Foreign public companies listed in the United States can be removed from the stock exchange if their auditors fail to comply with requests for information from US regulators.
On Thursday, the Securities and Exchange Commission passed changes to finalize the rules implementing the Holding Foreign Companies Accountable Act (HFCAA). The law was passed in 2020 after Chinese regulators repeatedly asked the Public Company Accounting Oversight Board (PCAOB), established in 2002 to oversee the audits of public companies, to review the audits of Chinese companies listed and trading in the United States. had refused states.
In 2020, Chinese company Luckin Coffee fired its CEO and Chief Operating Officer after an internal fraud investigation that increased calls to action.
The law allows the SEC to prohibit companies from trading and delisting from exchanges if the PCAOB is unable to review requested reports for three consecutive years. In addition, companies must disclose whether they are owned or controlled by a foreign government.
The rules passed on Thursday provide a framework for implementing the law.

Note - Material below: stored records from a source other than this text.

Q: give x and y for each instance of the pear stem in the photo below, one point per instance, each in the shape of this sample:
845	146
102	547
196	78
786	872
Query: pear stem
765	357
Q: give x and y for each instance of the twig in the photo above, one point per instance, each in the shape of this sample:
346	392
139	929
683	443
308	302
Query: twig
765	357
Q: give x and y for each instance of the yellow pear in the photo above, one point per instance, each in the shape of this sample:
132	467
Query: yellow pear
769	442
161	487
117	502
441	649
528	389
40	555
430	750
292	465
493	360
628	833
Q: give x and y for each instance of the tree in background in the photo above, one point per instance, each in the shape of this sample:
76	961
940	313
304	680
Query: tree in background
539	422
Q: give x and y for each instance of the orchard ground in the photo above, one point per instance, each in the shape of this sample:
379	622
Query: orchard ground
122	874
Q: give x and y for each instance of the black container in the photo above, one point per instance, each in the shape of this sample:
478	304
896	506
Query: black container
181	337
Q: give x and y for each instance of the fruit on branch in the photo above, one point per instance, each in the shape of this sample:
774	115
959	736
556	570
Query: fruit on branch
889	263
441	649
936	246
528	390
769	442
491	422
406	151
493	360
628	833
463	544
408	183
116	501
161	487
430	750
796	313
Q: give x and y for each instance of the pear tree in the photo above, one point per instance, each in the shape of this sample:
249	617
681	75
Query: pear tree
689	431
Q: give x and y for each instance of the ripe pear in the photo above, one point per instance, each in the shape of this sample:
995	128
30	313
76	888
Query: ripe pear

“We have a fundamental agreement in our securities system that came out of Congress on a bipartisan basis under the Sarbanes-Oxley Act of 2002 for inspection by the PCAOB,” SEC chairman Gary Gensler said in a statement.
Gensler noted that while more than 50 foreign jurisdictions have worked with the PCAOB to facilitate inspections, “two historically not: China and Hong Kong”.
“This final rule supports the mandate established by Congress and gets to the heart of the SEC’s mission to protect investors,” noted Gensler.
The final rules will allow investors to identify foreign companies that are listed in the US and that do not allow the PCAOB to see their audits.
“This is a difficult situation because companies are being held hostage,” said Brendan Ahern, chief investment officer of KraneShares, which operates several China-focused ETFs, including the KraneShares China Internet ETF.
“It is the Chinese regulators who prevent the US regulators from reviewing the tests,” said Ahern. “Unfortunately, the topic has been politicized. These companies are all audited by the Big Four accounting firms, but under Chinese law, regulators do not allow these audits to be sent to the PCAOB. “
“What you have is Chinese law clashes with US law,” he said. “This needs to be dealt with beyond the regulatory level, perhaps at the agent level.”
“The losers are investors in these stocks who are US investors,” added Ahern.
He noted that some Chinese companies listed in the US are already listed again in Hong Kong.